J’ai demandé à celui qui me semblait être
le commissaire comment pourrais-je avoir des nouvelles de mon mari car
il est ma seule famille ici ; il m’a alors laissé l’adresse où il sera
emmené le soir même: la police judiciaire de Casablanca. Bouleversée,
j’ai appelé la seule amie que je connaisse ici dans cette ville. Elle
est française comme moi et la police est chez son époux en ce moment
même ! Elle ne s’inquiétait pas et pensait que ce n’était qu’une
formalité car de toute façon, il n’avait rien à se reprocher. Son époux
venait d’ailleurs de commencer son premier jour de travail dans une
grosse société.
A 23h, le commissaire m’a appelé et m’a dit que je
pourrais prendre des nouvelles via ce numéro. Chaque jour j’appellerais,
essayant de comprendre ce qu’il se passe et d’avoir enfin droit à une
explication officielle de ce qu’ils font avec mon époux. La nuit fut
difficile, seule dans cet appartement froid et encore peu familier… La
nuit suivante, je dormirais chez mon amie, avec ses trois enfants : les
enfants dorment dans la chambre de maman et ils me prêtent la leur. Ce
sera comme cela pour tous les jours suivants, jusqu’à ce que je déménage
et rende notre appartement. Cette situation ne va pas se résoudre
tout-de-suite, nous l’avions rapidement compris…
Lorsque je
réussissais à joindre le commissaire, il me disait que tout allait bien,
que mon mari était bien traité, que ça se finirait bientôt… Mais au
bout du sixième jour, j’ai fait ma première crise d’angoisse car dans
les médias, ils ont sortis « les premières conclusions de l’enquête ».
Nos maris seraient de la pire des espèces : outre l’allégeance à daesh
et le projet de partir en Syrie, ils auraient eu l’intention de braquer
des banques, d’attaquer des personnalités et lieux symboliques ou encore
de fabriquer une bombe ! Ah oui, et ils auraient pris pour modèle
Mohamed Merah ! Avec du recul franchement, c’est un gros mic-mac
grotesque mais sur le coup, j’ai été prise par une grande angoisse car
nous voilà plongées dans un surréalisme total, quelque chose qui nous
dépasse : il y a un mauvais plan sur le dos de nos maris.

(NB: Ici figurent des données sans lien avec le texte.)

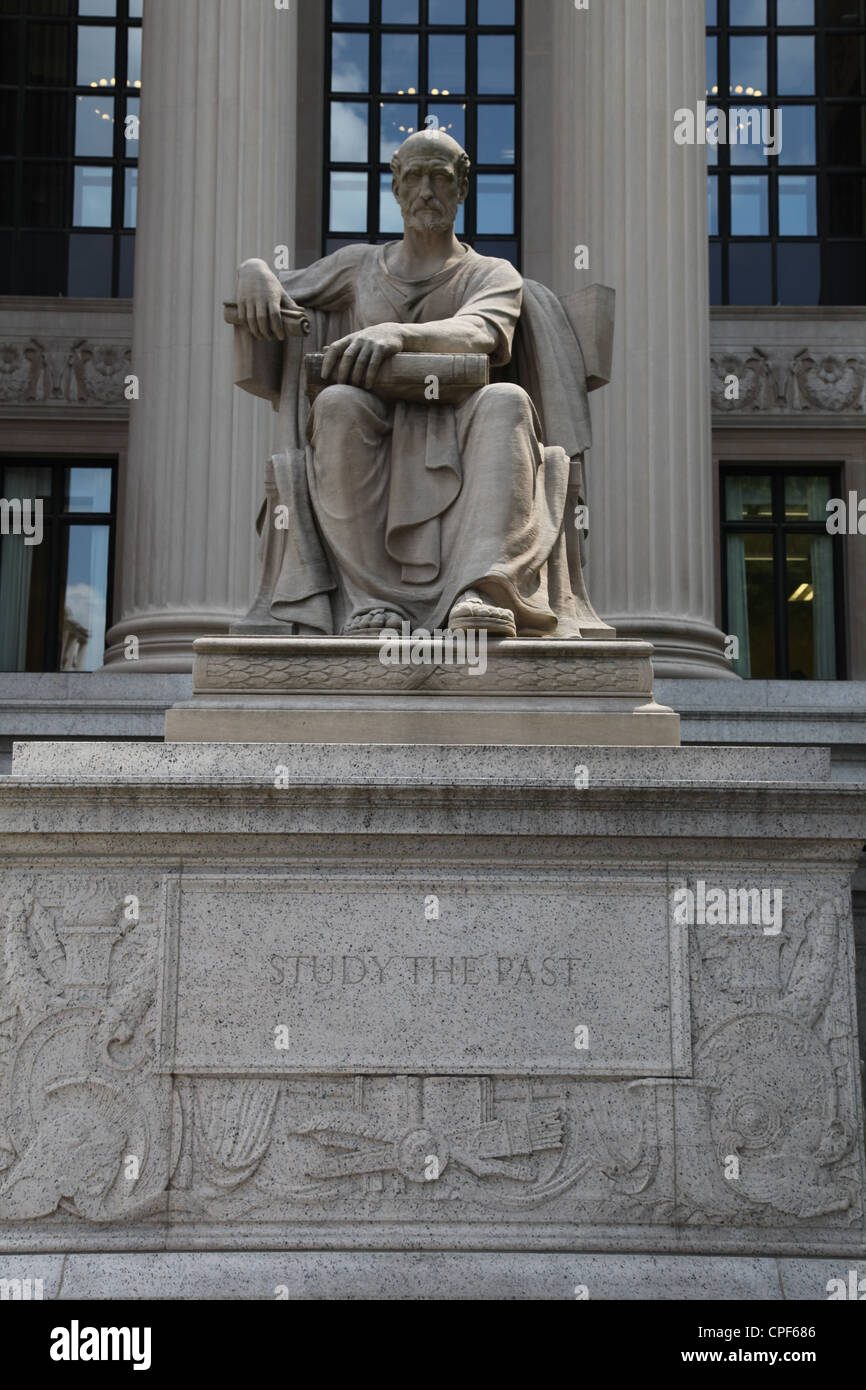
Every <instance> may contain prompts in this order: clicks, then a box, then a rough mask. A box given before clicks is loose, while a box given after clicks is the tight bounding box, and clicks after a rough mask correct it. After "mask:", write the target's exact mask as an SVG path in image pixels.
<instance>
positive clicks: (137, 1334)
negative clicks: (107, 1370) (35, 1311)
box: [50, 1318, 150, 1371]
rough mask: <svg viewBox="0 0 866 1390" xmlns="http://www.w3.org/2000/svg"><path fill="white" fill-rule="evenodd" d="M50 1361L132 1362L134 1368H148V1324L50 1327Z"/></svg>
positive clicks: (148, 1366) (132, 1366)
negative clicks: (124, 1361) (113, 1326)
mask: <svg viewBox="0 0 866 1390" xmlns="http://www.w3.org/2000/svg"><path fill="white" fill-rule="evenodd" d="M50 1354H51V1361H131V1362H132V1369H133V1371H150V1327H82V1326H81V1325H79V1322H78V1318H74V1319H72V1322H71V1323H70V1326H68V1327H53V1329H51V1348H50Z"/></svg>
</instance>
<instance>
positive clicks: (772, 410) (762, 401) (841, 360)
mask: <svg viewBox="0 0 866 1390" xmlns="http://www.w3.org/2000/svg"><path fill="white" fill-rule="evenodd" d="M710 364H712V392H713V410H714V411H716V413H717V414H719V416H737V414H738V416H748V414H755V413H763V414H771V416H799V417H801V418H802V416H805V414H812V416H815V414H817V416H831V417H838V416H860V417H862V416H866V353H862V352H835V353H827V352H823V350H820V349H819V350H816V352H812V350H810V349H809V347H801V349H799V352H794V350H792V349H790V347H781V349H773V350H765V349H762V347H745V349H728V350H717V352H714V353H713V354H712V357H710ZM731 378H737V389H735V395H734V393H733V389H731V388H733V381H731Z"/></svg>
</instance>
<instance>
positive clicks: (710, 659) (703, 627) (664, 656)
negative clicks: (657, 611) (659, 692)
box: [610, 613, 740, 681]
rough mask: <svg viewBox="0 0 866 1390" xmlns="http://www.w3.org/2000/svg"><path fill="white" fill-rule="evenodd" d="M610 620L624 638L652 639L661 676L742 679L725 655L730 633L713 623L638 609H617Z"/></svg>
mask: <svg viewBox="0 0 866 1390" xmlns="http://www.w3.org/2000/svg"><path fill="white" fill-rule="evenodd" d="M610 623H613V626H614V627H616V631H617V635H619V637H621V638H631V639H632V641H644V642H652V645H653V657H652V664H653V670H655V673H656V676H657V677H663V678H666V680H703V681H706V680H713V678H716V680H734V681H737V680H740V677H738V676H737V673H735V670H734V667H733V666H731V663H730V660H728V659H727V657H726V655H724V645H726V635H724V632H721V631H720V630H719V628H717V627H716V626H714V624H713V623H702V621H701V620H699V619H677V617H649V616H641V614H634V613H621V614H620V613H617V614H614V616H612V617H610Z"/></svg>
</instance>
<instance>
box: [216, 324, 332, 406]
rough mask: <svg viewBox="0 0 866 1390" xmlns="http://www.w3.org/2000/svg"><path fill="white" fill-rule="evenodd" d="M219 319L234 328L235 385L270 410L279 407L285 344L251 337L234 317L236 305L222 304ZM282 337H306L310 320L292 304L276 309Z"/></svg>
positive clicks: (245, 330) (271, 338)
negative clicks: (281, 327)
mask: <svg viewBox="0 0 866 1390" xmlns="http://www.w3.org/2000/svg"><path fill="white" fill-rule="evenodd" d="M222 317H224V318H225V322H227V324H232V325H234V328H235V385H236V386H240V389H242V391H249V392H250V395H253V396H263V398H264V399H265V400H270V402H271V404H272V406H274V410H277V409H278V406H279V393H281V389H282V363H284V347H285V343H284V342H281V341H279V339H278V338H277V339H275V338H253V335H252V332H250V331H249V328H247V327H246V321H242V320H240V317H239V314H238V304H235V303H229V302H224V304H222ZM279 317H281V318H282V325H284V331H285V334H286V338H306V335H307V334H309V332H310V327H311V325H310V320H309V317H307V314H306V311H304V310H303V309H302V307H300V306H299V304H296V303H293V302H291V303H289V304H284V306H282V309H281V310H279Z"/></svg>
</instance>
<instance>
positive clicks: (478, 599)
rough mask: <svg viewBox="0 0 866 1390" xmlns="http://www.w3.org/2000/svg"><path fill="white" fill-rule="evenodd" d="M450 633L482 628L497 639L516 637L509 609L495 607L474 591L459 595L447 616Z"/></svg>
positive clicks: (474, 589)
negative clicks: (457, 598) (495, 637)
mask: <svg viewBox="0 0 866 1390" xmlns="http://www.w3.org/2000/svg"><path fill="white" fill-rule="evenodd" d="M448 626H449V628H450V630H452V632H459V631H460V630H463V631H474V630H478V628H482V630H484V631H487V632H495V634H496V635H498V637H517V623H516V621H514V614H513V613H512V610H510V609H500V607H496V606H495V605H493V603H488V602H487V599H485V598H484V596H482V595H481V594H478V592H477V591H475V589H467V591H466V594H461V595H460V598H459V599H457V602H456V603H455V606H453V609H452V610H450V613H449V616H448Z"/></svg>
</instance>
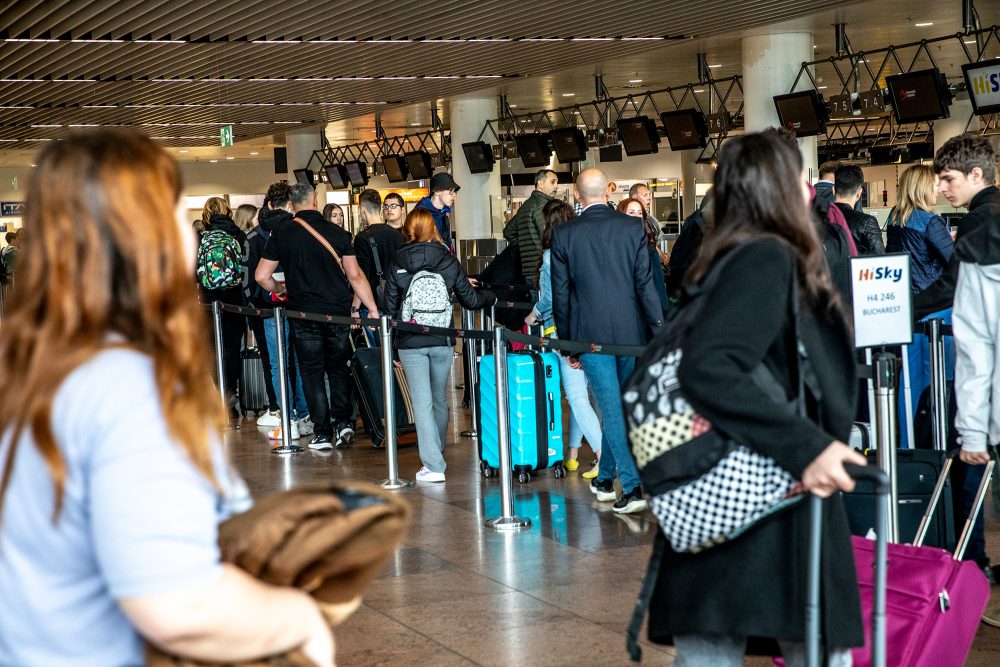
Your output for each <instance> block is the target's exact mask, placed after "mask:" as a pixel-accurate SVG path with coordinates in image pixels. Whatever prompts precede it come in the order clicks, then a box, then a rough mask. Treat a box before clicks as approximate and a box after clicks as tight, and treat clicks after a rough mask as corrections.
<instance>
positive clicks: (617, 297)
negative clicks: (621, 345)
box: [551, 169, 663, 514]
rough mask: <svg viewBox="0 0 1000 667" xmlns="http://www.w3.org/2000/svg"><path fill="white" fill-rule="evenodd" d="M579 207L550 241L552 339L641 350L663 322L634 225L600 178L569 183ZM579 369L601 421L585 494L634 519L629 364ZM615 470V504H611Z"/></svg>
mask: <svg viewBox="0 0 1000 667" xmlns="http://www.w3.org/2000/svg"><path fill="white" fill-rule="evenodd" d="M576 190H577V195H578V196H579V197H580V199H582V200H583V212H582V213H581V214H580V216H579V217H578V218H576V219H575V220H573V221H571V222H570V223H568V224H565V225H561V226H559V227H557V228H556V229H555V232H554V233H553V235H552V256H551V257H552V310H553V316H554V318H555V324H556V331H557V333H558V335H559V337H560V338H563V339H566V340H575V341H582V342H594V343H602V344H608V345H645V344H646V342H647V341H648V340H649V336H650V333H651V332H652V330H653V329H655V328H656V327H659V326H660V324H662V322H663V310H662V308H661V307H660V299H659V297H658V296H657V292H656V287H655V286H654V285H653V280H652V273H651V272H650V266H649V251H648V250H647V248H646V232H645V230H644V229H643V223H642V220H640V219H638V218H634V217H631V216H627V215H624V214H622V213H618V212H617V211H614V210H612V209H610V208H608V205H607V191H608V177H607V176H606V175H605V174H604V172H602V171H600V170H599V169H585V170H583V171H582V172H580V175H579V176H578V177H577V179H576ZM571 363H572V364H574V365H575V364H581V365H582V366H583V370H584V373H586V375H587V382H589V383H590V388H591V390H592V391H593V393H594V398H595V400H596V401H597V406H598V408H599V410H600V413H601V429H602V431H603V441H602V452H601V464H600V472H599V473H598V475H597V479H595V480H594V481H593V482H592V483H591V490H592V491H593V492H594V493H595V494H597V499H598V500H599V501H602V502H610V501H615V504H614V507H613V508H612V509H613V510H614V511H615V512H619V513H625V514H628V513H633V512H641V511H643V510H644V509H646V506H647V503H646V500H645V499H644V498H643V497H642V489H641V488H640V486H639V471H638V470H637V469H636V466H635V461H634V460H633V459H632V453H631V451H630V449H629V446H628V437H627V435H626V433H625V418H624V415H623V414H622V404H621V385H622V383H623V382H624V381H625V379H626V378H627V377H628V376H629V375H630V374H631V373H632V369H633V368H634V366H635V358H634V357H616V356H610V355H605V354H597V353H588V354H583V355H581V356H580V358H579V360H571ZM616 469H617V473H618V478H619V481H620V482H621V486H622V496H621V498H617V497H616V494H615V490H614V484H613V483H614V478H615V472H616Z"/></svg>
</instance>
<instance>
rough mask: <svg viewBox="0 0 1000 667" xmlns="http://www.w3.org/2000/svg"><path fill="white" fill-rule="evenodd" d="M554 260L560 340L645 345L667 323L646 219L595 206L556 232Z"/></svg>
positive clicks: (606, 207)
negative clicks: (651, 246) (637, 217)
mask: <svg viewBox="0 0 1000 667" xmlns="http://www.w3.org/2000/svg"><path fill="white" fill-rule="evenodd" d="M551 259H552V311H553V317H554V318H555V323H556V331H557V333H558V334H559V337H560V338H562V339H572V340H576V341H581V342H593V343H602V344H611V345H645V343H646V341H648V340H649V337H650V334H651V332H652V330H653V329H655V328H656V327H658V326H660V325H661V324H662V323H663V308H662V307H661V306H660V297H659V296H658V295H657V292H656V287H655V286H654V284H653V278H652V273H651V271H650V265H649V250H648V249H647V243H646V232H645V230H644V229H643V224H642V220H641V219H639V218H635V217H631V216H628V215H625V214H624V213H618V212H617V211H614V210H612V209H610V208H609V207H607V206H603V205H594V206H590V207H588V208H587V209H586V210H584V211H583V213H581V214H580V215H579V217H577V218H575V219H574V220H572V221H570V222H568V223H566V224H564V225H561V226H559V227H557V228H556V229H555V232H554V233H553V235H552V254H551Z"/></svg>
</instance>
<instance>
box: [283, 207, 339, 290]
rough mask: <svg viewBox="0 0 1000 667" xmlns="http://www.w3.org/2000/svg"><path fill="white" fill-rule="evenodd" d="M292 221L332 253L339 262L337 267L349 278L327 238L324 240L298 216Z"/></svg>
mask: <svg viewBox="0 0 1000 667" xmlns="http://www.w3.org/2000/svg"><path fill="white" fill-rule="evenodd" d="M292 220H294V221H295V222H297V223H299V225H300V226H301V227H302V229H304V230H306V231H307V232H309V233H310V234H311V235H312V237H313V238H314V239H316V240H317V241H319V243H320V245H322V246H323V247H324V248H326V251H327V252H328V253H330V254H331V255H333V259H334V261H336V262H337V266H338V267H340V270H341V271H342V272H343V274H344V276H345V277H346V276H347V271H344V265H343V263H342V262H341V260H340V255H338V254H337V251H336V250H334V249H333V246H332V245H330V242H329V241H327V240H326V239H325V238H323V235H322V234H320V233H319V232H317V231H316V230H315V229H313V228H312V226H311V225H310V224H309V223H307V222H306V221H305V220H303V219H302V218H300V217H298V216H296V217H294V218H292Z"/></svg>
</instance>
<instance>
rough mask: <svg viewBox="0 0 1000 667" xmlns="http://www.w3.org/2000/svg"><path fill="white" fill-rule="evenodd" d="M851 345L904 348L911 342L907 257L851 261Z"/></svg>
mask: <svg viewBox="0 0 1000 667" xmlns="http://www.w3.org/2000/svg"><path fill="white" fill-rule="evenodd" d="M851 289H852V292H853V296H854V344H855V345H856V346H857V347H876V346H879V345H903V344H908V343H910V342H912V340H913V317H912V306H911V301H910V299H911V292H910V256H909V255H908V254H893V255H878V256H873V257H855V258H853V259H851Z"/></svg>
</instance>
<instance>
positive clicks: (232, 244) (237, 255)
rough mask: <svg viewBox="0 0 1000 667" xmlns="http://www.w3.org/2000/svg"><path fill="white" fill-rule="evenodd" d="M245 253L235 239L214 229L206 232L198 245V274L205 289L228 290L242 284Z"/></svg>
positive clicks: (219, 230)
mask: <svg viewBox="0 0 1000 667" xmlns="http://www.w3.org/2000/svg"><path fill="white" fill-rule="evenodd" d="M242 256H243V252H242V250H241V249H240V244H239V243H238V242H237V241H236V239H235V238H233V237H232V236H230V235H229V234H227V233H226V232H224V231H222V230H219V229H213V230H210V231H207V232H205V233H204V234H203V235H202V237H201V243H200V244H199V245H198V262H197V274H198V280H199V281H200V282H201V286H202V287H204V288H205V289H210V290H215V289H228V288H230V287H236V286H238V285H240V284H241V280H242V270H241V267H240V262H241V259H242Z"/></svg>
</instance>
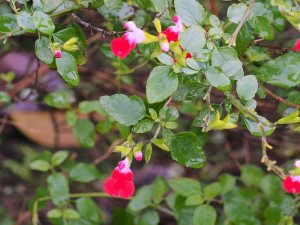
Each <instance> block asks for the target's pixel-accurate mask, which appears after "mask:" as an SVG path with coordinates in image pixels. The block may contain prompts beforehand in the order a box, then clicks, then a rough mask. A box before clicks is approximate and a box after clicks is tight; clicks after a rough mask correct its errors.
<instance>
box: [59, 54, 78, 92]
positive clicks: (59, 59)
mask: <svg viewBox="0 0 300 225" xmlns="http://www.w3.org/2000/svg"><path fill="white" fill-rule="evenodd" d="M55 60H56V66H57V72H58V73H59V74H60V75H61V76H62V78H63V79H64V80H65V81H66V82H67V83H68V84H70V85H72V86H77V85H78V84H79V74H78V70H77V64H76V60H75V59H74V57H73V56H72V55H71V54H69V53H67V52H62V57H61V58H56V59H55Z"/></svg>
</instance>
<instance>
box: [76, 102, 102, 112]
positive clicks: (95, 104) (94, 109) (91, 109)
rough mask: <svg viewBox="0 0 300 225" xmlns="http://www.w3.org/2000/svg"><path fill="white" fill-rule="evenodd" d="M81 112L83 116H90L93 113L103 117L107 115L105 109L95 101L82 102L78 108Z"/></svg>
mask: <svg viewBox="0 0 300 225" xmlns="http://www.w3.org/2000/svg"><path fill="white" fill-rule="evenodd" d="M78 109H79V112H80V113H81V114H88V113H91V112H97V113H99V114H101V115H103V114H105V112H104V109H103V107H102V106H101V104H100V102H99V101H97V100H94V101H82V102H80V104H79V106H78Z"/></svg>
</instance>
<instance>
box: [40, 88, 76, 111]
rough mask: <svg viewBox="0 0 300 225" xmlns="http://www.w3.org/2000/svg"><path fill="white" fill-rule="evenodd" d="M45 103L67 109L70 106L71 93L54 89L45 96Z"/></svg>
mask: <svg viewBox="0 0 300 225" xmlns="http://www.w3.org/2000/svg"><path fill="white" fill-rule="evenodd" d="M44 102H45V104H47V105H49V106H51V107H54V108H58V109H68V108H70V107H71V95H70V93H68V92H66V91H56V92H52V93H50V94H48V95H46V96H45V98H44Z"/></svg>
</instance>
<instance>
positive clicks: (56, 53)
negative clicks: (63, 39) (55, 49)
mask: <svg viewBox="0 0 300 225" xmlns="http://www.w3.org/2000/svg"><path fill="white" fill-rule="evenodd" d="M61 56H62V53H61V50H60V49H56V50H55V51H54V57H55V58H56V59H60V58H61Z"/></svg>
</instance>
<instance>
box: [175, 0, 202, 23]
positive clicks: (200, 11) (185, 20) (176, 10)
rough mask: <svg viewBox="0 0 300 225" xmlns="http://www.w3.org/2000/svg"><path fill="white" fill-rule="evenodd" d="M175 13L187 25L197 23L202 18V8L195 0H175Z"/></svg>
mask: <svg viewBox="0 0 300 225" xmlns="http://www.w3.org/2000/svg"><path fill="white" fill-rule="evenodd" d="M174 5H175V10H176V15H178V16H180V18H181V20H182V22H183V23H184V24H185V25H187V26H191V25H199V24H201V23H202V22H203V20H204V12H205V11H204V8H203V6H202V5H201V4H200V3H198V2H197V1H195V0H189V1H186V0H175V2H174Z"/></svg>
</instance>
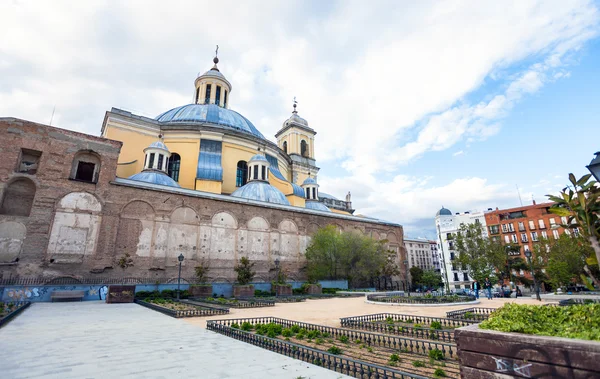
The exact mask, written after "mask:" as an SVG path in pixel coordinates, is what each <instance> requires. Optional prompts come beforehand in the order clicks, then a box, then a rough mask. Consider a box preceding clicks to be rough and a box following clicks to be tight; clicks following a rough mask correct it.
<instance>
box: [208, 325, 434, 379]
mask: <svg viewBox="0 0 600 379" xmlns="http://www.w3.org/2000/svg"><path fill="white" fill-rule="evenodd" d="M261 319H262V320H266V319H272V320H281V319H276V318H271V317H270V318H261ZM250 320H256V319H237V320H235V321H232V323H233V322H236V321H237V322H244V321H246V322H250ZM222 321H227V320H219V321H214V320H209V321H208V322H207V325H206V328H207V329H208V330H212V331H214V332H217V333H220V334H223V335H226V336H228V337H231V338H235V339H238V340H240V341H243V342H246V343H250V344H252V345H256V346H259V347H262V348H263V349H267V350H271V351H274V352H276V353H279V354H282V355H286V356H288V357H292V358H295V359H299V360H302V361H304V362H308V363H312V364H315V365H318V366H322V367H324V368H327V369H329V370H332V371H335V372H339V373H341V374H346V375H349V376H353V377H355V378H363V379H371V378H372V379H388V378H390V379H391V378H396V379H404V378H406V379H408V378H415V379H426V378H425V377H424V376H420V375H415V374H409V373H406V372H402V371H398V370H392V369H390V368H387V367H383V366H379V365H376V364H371V363H366V362H361V361H356V360H354V359H350V358H344V357H340V356H337V355H334V354H330V353H327V352H324V351H321V350H316V349H312V348H310V347H307V346H303V345H298V344H295V343H292V342H287V341H282V340H279V339H274V338H269V337H265V336H261V335H257V334H252V333H249V332H245V331H242V330H239V329H235V328H232V327H231V326H230V325H231V323H229V324H228V323H224V322H222ZM285 321H287V320H285ZM273 322H274V321H273Z"/></svg>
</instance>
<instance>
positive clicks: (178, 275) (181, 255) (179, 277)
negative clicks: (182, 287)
mask: <svg viewBox="0 0 600 379" xmlns="http://www.w3.org/2000/svg"><path fill="white" fill-rule="evenodd" d="M183 259H184V256H183V254H179V256H178V257H177V260H178V261H179V275H178V276H177V301H179V286H180V285H181V264H182V263H183Z"/></svg>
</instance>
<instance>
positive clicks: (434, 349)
mask: <svg viewBox="0 0 600 379" xmlns="http://www.w3.org/2000/svg"><path fill="white" fill-rule="evenodd" d="M429 358H431V359H435V360H436V361H441V360H443V359H444V353H443V352H442V351H441V350H440V349H433V350H429Z"/></svg>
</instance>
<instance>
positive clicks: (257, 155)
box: [248, 154, 269, 163]
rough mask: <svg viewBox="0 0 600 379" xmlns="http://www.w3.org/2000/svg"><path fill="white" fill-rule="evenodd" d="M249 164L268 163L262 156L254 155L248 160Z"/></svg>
mask: <svg viewBox="0 0 600 379" xmlns="http://www.w3.org/2000/svg"><path fill="white" fill-rule="evenodd" d="M250 162H267V163H269V161H268V160H267V158H266V157H265V156H264V155H262V154H256V155H255V156H253V157H252V158H250V160H249V161H248V163H250Z"/></svg>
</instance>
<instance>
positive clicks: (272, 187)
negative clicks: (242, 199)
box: [231, 180, 290, 205]
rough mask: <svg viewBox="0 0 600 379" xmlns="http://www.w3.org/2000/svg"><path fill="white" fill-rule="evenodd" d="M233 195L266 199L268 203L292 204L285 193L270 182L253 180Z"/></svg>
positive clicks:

Les
accusations sont lourdes, les preuves sont absentes mais la scène
continue… Qui est responsable de cela ? Nous avons entendu beaucoup de
choses depuis cette affaire, sans réponse à ce jour…
Le commissaire
de police ne nous expliquait toujours pas ce qui était reproché à nos
maris mais il nous a toutefois conseillé à plusieurs reprises de prendre
un avocat, ce que nous avons fait. Au bout de dix jours, ce même
commissaire m’a vivement convié à venir à la police judiciaire car
j’avais demandé à récupérer mon matériel informatique, ce qui était dans
mon droit étant donné que je ne faisais pas partie de l’enquête. Les
policiers ont été extrêmement gentils avec moi, cela a même étonné
l’avocate qui était présente. Un policier m’a même dit : « ne vous
inquiétez pas, votre mari n’a rien fait, il va bientôt sortir ». Ils
m’ont laissé voir mon époux deux minutes dans le couloir et je me
souviens seulement l’avoir trouvé pâle et affaibli alors qu’il tentait
de me rassurer sur son état… J’ai appris plus tard que lorsqu’ils
arrêtent de vrais terroristes, rien de tout cela n’ait possible.
Le
consulat et ses agents nous ont reçu, ils se sont montrés rassurants :
« vous savez, depuis que je travaille ici, je n’ai jamais connu de cas
d’innocents condamnés » « Vous êtes là depuis combien de temps ? » « Un
an… » Ou encore « n’écoutez pas les médias, vous savez bien qu’ils ne
disent pas toujours la vérité » Oui mais là, ils ont rédigé leur article
d’après un communiqué du ministère de l’intérieur… Quoiqu’il en soit,
ils ne peuvent rien faire pour nous si ce n’est s’assurer du respect des
conditions de la protection consulaire.
Bref, tous essayaient de
nous rassurer mais nous, on ne l’était pas car on sentait que quelque
chose ne tournait pas rond, comme si tout se décidait hors de tous faits
réels.
Plus
tard, nous apprendrons que le Maroc venait de mettre en place le plan
HADAR qui vise à lutter contre le terrorisme en renforçant notamment le
pouvoir des tribunaux et en facilitant l’arrestation d’étrangers. Plus
tard, nous saurons aussi que le Maroc et la France sont en froid
diplomatique, ce qui a pour conséquence notamment de geler les
transferts de prisonniers français. Notre avocat explique d’ailleurs
l’arrestation de mon mari pour ces raisons là, ce qui en fait d’après
lui un otage politique, tout simplement.
De nombreux Français se sont
fait arrêter comme nos maris et ce en l’espace d’un mois entre fin
octobre et fin novembre. De nombreuses familles de victimes incarcérées
plaident leur innocence mais personne ne fait rien.
Cinq semaines
plus tard, nos maris sont passés devant le juge d’instruction: c’était
la fin de l’enquête dite judiciaire, même si aucune enquête
complémentaire à celle menée par la police n’a été faite puisqu’à aucun
moment, nos maris ou leurs proches n’ont été questionnés. En fait, tout
semble se baser sur le procès-verbal qui a été signé durant leurs douze
jours de garde à vue à la police judiciaire. Les avocats sont sortis
optimistes selon leurs dires, il n’y avait vraiment rien contre eux.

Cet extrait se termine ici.